Он уже хотел было развернуться, как снизу из полутьмы кто-то спросил:
– Что-нибудь из классики, верно?
Сходу Вайлеман не смог бы сказать, мужской то был голос или женский.
– Простите, не понял?
– Вы похожи на человека, который ищет классиков. Собрание сочинений Гёте, которое вы никогда не могли себе позволить. Оставьте это. Самое позднее с середины Страданий юного Вертера вы отложите книгу.
– Нет, я ищу…
– Ничего не говорите, дайте мне отгадать. – Этот кто-то был всё же мужчина, и у него действительно был фонарь, причём достаточно сильный, и он им посветил Вайлеману в лицо. – Порнографические романы? – спросил он. – Это могло бы к вам подойти.
– Ещё чего!
– Да много чего, – сказал мужчина. – Это игра, в которую я играю сам с собой. И хотя я почти никогда не угадываю, мне доставляет удовольствие фантазировать. Время тянется долго.
– Вы здесь работаете?
– Для себя, только для себя. Пока я ничего за это не требую, они пускают меня сюда порыться. Но я не представился. – Наконец-то он прекратил слепить Вайлемана и направил фонарь на своё лицо. Поскольку свет падал снизу, выглядело это жутковато, но можно было различить, что это уже старый человек. Интеллектуал, попытался бы угадать Вайлеман. У него тоже были свои игры.

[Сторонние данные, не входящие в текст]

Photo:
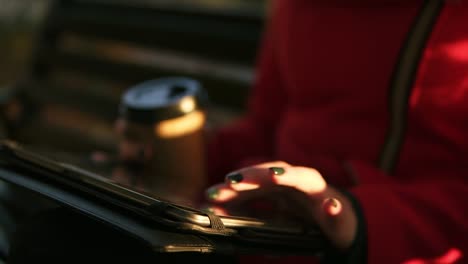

– Фишлин, – представился мужчина. – Доктор Вернер Фишлин. Раньше преподавал в гимназии. Английский и история.
– А теперь на пенсии?
– Можно назвать и так. Я рассказывал своим ученикам, что битвы при Мариньяно, может быть, и не было вообще. А если была, то не так, как написано в учебнике истории.
– И что потом?
– Перебивался на подсобных работах, пока не дозрел до пенсии, – Фишлин засмеялся; скорее извиняясь, чем веселясь. Среди учеников он вряд ли пользовался авторитетом, подумал Вайлеман, слишком тонкий голосок.
– Скажите, что вы ищете. Я единственный, кто здесь что-то находит. Книги я всегда любил. Хотя написанное в них редко бывает правдиво. – Он пустил луч своего фонаря по стопкам книг; с позиции Вайлемана на нижней ступеньке лестницы подвал казался бесконечным.
– Есть тут что-нибудь из книг Лаукмана? Цезарь Лаукман.
Фишлин снова засмеялся, тоненьким смехом, к которому хорошо бы подошла острая бородка клинышком.
– Не хотите, значит, читать богоравного нашего Гёте? Или порнографию?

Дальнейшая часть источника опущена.